Winston Churchill is one of the most famous, and most controversial, sons of Oxfordshire. Once lionised as a national hero, his legacy has been reassessed in recent years. Younger generations have drawn attention to the parts of his history that have traditionally been glossed over, such as his justification of the use of poison gas on “savage races”, and his ordering striking miners to be shot at during the Tonypandy riots of 1910. This article will focus on his Oxfordshire connections, and will not be another general biography of Churchill, of which many already exist.
Churchill was born in 1874 at his ancestral home, Blenheim Palace. He spent much of his youth there,and proposed to his wife Clemmie there in 1908. His military career began in the local territorial regiment, the Queen’s Own Oxfordshire Hussars. He was promoted to commander of their Henley Division, and later colonel, a rank he held until his death in 1965.
Churchill died in London, but is buried at St Mary’s Church in Bladon, close to Blenheim Palace. Before his death, he expressed his wish for a private burial there following his state funeral in London, and as an act of spite towards the French head of state (at the time, Charles De Gaulle), asked that the train transporting his body depart from Waterloo instead of Paddington.

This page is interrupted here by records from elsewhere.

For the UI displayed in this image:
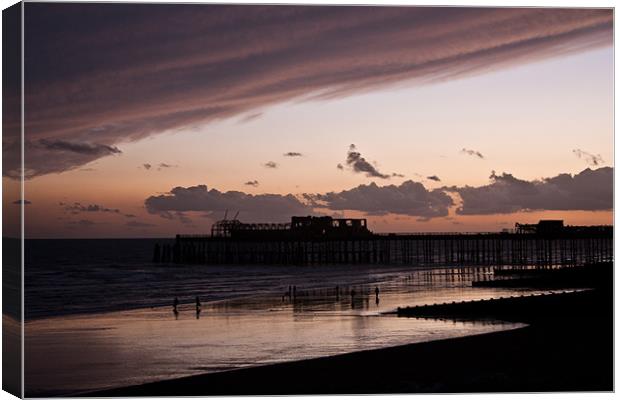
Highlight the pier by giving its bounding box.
[153,217,613,266]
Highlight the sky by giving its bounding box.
[3,3,613,238]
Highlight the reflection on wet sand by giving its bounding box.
[26,269,536,396]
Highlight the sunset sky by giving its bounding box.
[3,3,613,237]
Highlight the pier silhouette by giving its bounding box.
[153,217,613,266]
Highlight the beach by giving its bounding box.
[91,269,613,396]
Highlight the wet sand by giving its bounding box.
[91,289,613,396]
[25,268,532,397]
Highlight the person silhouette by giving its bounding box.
[196,296,202,317]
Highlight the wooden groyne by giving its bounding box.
[153,229,613,266]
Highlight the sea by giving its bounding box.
[19,239,535,396]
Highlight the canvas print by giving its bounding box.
[2,2,614,397]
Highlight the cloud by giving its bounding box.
[239,112,263,124]
[13,199,32,205]
[144,185,312,222]
[59,202,121,214]
[157,163,178,169]
[306,181,453,218]
[461,148,484,159]
[145,167,613,223]
[347,144,390,179]
[573,149,605,167]
[68,219,96,228]
[125,221,157,228]
[447,167,613,215]
[35,139,122,157]
[13,3,613,177]
[2,139,122,179]
[263,161,278,168]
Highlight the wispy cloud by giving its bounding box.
[12,3,613,177]
[573,149,605,167]
[125,221,157,228]
[13,199,32,205]
[447,167,613,215]
[461,148,484,159]
[347,144,390,179]
[263,161,278,169]
[145,167,613,222]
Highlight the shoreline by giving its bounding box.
[85,290,613,397]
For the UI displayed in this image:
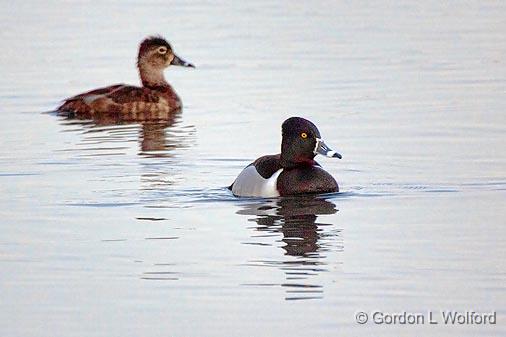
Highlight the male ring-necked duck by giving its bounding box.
[57,36,194,118]
[229,117,341,198]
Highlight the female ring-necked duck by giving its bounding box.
[57,36,195,118]
[229,117,342,198]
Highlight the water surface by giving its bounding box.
[0,1,506,336]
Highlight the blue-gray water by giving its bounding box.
[0,1,506,337]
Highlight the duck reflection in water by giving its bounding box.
[237,196,343,300]
[58,109,192,157]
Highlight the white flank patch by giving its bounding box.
[83,95,105,105]
[232,165,283,198]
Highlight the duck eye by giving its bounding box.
[157,47,167,54]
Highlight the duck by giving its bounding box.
[229,117,342,198]
[57,36,195,119]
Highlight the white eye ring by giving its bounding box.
[156,47,167,54]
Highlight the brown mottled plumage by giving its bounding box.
[57,36,194,120]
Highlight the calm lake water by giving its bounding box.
[0,1,506,337]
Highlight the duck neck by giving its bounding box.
[279,146,315,169]
[139,64,169,88]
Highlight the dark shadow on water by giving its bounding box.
[237,196,343,300]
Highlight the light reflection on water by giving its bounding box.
[237,196,343,300]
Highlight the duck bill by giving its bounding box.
[170,54,195,68]
[314,138,342,159]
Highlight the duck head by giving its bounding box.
[137,36,195,87]
[280,117,342,168]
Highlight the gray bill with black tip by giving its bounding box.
[314,138,342,159]
[170,55,195,68]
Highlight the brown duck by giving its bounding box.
[57,36,194,120]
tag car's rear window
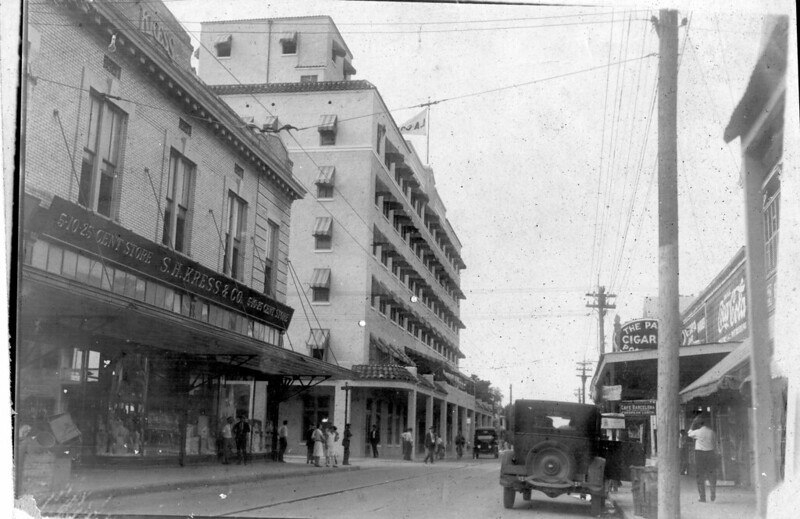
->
[515,405,597,434]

In 2015, on the 50th anniversary of Churchill’s death, a stained glass window designed by Emma Blount was unveiled in the church, depicting scenes from his life, as well as is coat of arms, and more abstract images such as a black swan, because he had one another of his family homes, Chartwell in Kent. The window was designed to be sensitive to its surroundings. “It has to be a religious window without obvious, inappropriate reference to a secular subject, but there are subtle ways of doing this”, said Robert Courts, the PCC chair at the time.